In consulting, the client is king. The same is true for many professional services industries. It makes the job particularly challenging, as success involves more than just getting at the correct answer to a client’s problems, but presenting it well.
While it can be pretty difficult to do this well, it should be very clear that the following pitfalls should be avoided at all costs:
- Not being responsive to phone & email – There is nothing that spells disrespect and introduces doubt quite like being unresponsive to requests for contact. It makes the client feel like a loan shark trying to call in some loans.
- Talking down to the client – Unless you enjoy working on answers that never go anywhere, making sure the client impedes rather than helps you in your quest for the right answer, and guaranteeing that the client never hires your firm again, stop talking down to your client, and treat them like the partners they should be.
- Directly going against the client’s wishes – If the client says, “No, we are not going to do this,” the solution is either (a) don’t do it or (b) work with the client to arrive at a reasonable compromise. Your response should not be, “Well, we think you’re being foolish; let me now waste the next 30 minutes on our phone call pointing out why.”
- Give unclear and round-about answers to your client’s questions – “Car salesman” does not usually bring up positive thoughts — so don’t act like one. Give clear answers to your client’s questions, not answers which suggest you are either hiding something or have absolutely no idea what you’re talking about. Even if you don’t know, it’s oftentimes better to speak the truth than it is to lie and then lose all credibility when the truth does come out.

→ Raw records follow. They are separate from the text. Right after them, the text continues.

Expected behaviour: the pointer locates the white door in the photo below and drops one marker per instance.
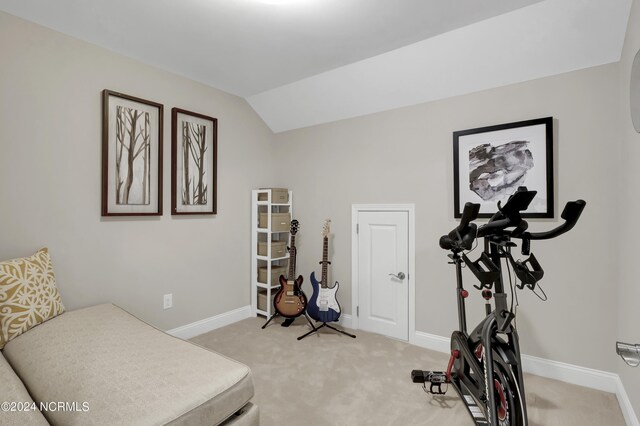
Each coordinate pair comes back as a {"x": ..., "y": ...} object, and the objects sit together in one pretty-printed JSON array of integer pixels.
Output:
[{"x": 383, "y": 272}]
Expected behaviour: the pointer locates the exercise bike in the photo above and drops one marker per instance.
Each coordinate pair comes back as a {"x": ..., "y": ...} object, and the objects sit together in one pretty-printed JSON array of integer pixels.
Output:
[{"x": 485, "y": 367}]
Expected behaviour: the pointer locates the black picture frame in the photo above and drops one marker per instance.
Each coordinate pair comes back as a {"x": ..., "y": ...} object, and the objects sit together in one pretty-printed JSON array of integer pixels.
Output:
[
  {"x": 489, "y": 163},
  {"x": 131, "y": 185},
  {"x": 194, "y": 175}
]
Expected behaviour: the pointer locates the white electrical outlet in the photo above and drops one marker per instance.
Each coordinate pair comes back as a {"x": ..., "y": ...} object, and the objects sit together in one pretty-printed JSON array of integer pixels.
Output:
[{"x": 168, "y": 301}]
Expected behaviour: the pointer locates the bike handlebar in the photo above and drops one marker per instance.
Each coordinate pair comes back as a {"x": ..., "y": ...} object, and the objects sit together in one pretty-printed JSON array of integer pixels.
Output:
[
  {"x": 507, "y": 216},
  {"x": 570, "y": 214},
  {"x": 462, "y": 236}
]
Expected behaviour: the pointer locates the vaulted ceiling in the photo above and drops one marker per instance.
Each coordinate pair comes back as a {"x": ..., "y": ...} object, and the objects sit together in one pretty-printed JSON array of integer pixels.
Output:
[{"x": 305, "y": 62}]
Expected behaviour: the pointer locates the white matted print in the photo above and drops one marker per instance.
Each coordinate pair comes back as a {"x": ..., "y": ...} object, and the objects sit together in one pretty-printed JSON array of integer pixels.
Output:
[
  {"x": 193, "y": 163},
  {"x": 131, "y": 155},
  {"x": 490, "y": 163}
]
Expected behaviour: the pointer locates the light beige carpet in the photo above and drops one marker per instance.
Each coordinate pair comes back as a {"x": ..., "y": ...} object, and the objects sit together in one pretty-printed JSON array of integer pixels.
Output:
[{"x": 331, "y": 379}]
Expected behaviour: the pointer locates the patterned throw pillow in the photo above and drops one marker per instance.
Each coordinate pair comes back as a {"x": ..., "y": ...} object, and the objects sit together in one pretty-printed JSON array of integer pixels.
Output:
[{"x": 28, "y": 294}]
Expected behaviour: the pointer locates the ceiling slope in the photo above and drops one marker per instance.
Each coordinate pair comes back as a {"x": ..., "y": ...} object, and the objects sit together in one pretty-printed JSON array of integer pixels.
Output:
[{"x": 547, "y": 38}]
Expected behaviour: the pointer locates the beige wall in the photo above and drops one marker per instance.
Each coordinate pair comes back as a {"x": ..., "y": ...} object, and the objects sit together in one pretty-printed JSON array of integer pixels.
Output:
[
  {"x": 50, "y": 139},
  {"x": 629, "y": 228},
  {"x": 405, "y": 156}
]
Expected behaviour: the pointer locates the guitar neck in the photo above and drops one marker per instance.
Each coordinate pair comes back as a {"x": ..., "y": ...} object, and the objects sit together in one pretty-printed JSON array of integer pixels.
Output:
[
  {"x": 292, "y": 259},
  {"x": 325, "y": 261}
]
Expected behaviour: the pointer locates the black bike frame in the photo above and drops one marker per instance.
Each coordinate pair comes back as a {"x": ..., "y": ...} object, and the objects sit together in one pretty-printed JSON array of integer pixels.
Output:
[{"x": 486, "y": 333}]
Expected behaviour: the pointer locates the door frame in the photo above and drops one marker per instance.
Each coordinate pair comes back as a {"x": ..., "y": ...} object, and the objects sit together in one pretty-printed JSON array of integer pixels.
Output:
[{"x": 411, "y": 273}]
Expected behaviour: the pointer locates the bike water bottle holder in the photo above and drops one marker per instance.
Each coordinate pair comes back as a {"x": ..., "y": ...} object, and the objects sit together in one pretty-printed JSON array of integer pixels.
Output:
[
  {"x": 529, "y": 271},
  {"x": 484, "y": 269}
]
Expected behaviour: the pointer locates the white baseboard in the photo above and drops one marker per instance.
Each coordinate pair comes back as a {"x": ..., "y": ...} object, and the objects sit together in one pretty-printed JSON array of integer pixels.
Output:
[
  {"x": 431, "y": 341},
  {"x": 625, "y": 405},
  {"x": 569, "y": 373},
  {"x": 199, "y": 327}
]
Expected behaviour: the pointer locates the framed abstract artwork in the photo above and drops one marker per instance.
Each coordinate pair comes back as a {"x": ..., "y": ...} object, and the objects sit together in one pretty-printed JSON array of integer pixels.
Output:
[
  {"x": 131, "y": 156},
  {"x": 194, "y": 143},
  {"x": 490, "y": 163}
]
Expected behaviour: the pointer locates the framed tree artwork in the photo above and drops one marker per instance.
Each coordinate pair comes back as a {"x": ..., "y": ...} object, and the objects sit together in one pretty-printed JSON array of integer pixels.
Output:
[
  {"x": 490, "y": 163},
  {"x": 131, "y": 156},
  {"x": 194, "y": 142}
]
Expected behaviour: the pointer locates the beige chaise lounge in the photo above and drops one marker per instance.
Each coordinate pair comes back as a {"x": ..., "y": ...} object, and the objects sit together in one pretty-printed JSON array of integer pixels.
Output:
[{"x": 107, "y": 367}]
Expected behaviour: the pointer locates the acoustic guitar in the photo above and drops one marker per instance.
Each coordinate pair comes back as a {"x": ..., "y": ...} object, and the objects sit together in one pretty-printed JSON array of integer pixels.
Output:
[
  {"x": 290, "y": 301},
  {"x": 323, "y": 305}
]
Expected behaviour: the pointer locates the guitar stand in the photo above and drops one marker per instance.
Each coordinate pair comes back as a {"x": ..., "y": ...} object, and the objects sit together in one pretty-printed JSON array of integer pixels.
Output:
[
  {"x": 287, "y": 321},
  {"x": 324, "y": 324}
]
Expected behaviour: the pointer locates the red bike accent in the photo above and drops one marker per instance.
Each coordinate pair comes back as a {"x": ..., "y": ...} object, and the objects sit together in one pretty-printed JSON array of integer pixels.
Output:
[{"x": 502, "y": 409}]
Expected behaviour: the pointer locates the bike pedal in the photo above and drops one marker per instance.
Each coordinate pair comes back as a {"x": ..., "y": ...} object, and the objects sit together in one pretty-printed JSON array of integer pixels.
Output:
[{"x": 435, "y": 378}]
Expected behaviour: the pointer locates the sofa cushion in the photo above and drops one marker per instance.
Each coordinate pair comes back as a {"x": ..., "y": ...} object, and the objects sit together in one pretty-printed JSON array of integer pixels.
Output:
[
  {"x": 127, "y": 372},
  {"x": 28, "y": 294},
  {"x": 18, "y": 407}
]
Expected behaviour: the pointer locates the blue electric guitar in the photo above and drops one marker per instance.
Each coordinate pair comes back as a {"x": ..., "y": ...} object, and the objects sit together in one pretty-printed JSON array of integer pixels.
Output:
[{"x": 323, "y": 305}]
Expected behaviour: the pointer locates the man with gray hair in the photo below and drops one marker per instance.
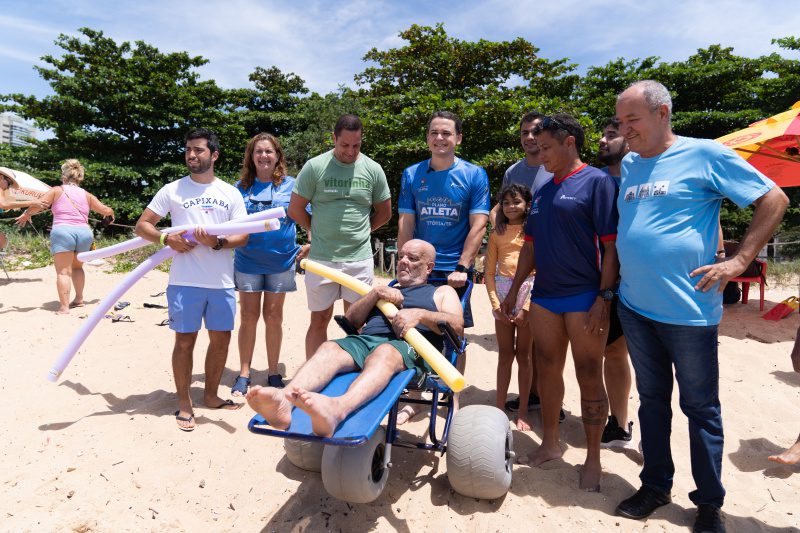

- Make bizarre jokes about the nature of the relationship with the client. Being casual with the client to build camaraderie – good. Making jokes about possible means to increase the fees that the client has to pay – not so good.
- Not delivering on promises. This should go without saying, but, if you promise to email something by the end of the day, and then don’t, then you apparently just don’t like having clients.
I was recently on the receiving end of all of these — in the course of one phone conversation in an interview with a carbon offset provider (as research for my firm’s Green initiative) who could have been a potential partner for us. Suffice to say, they won’t be now if I have anything to say about it.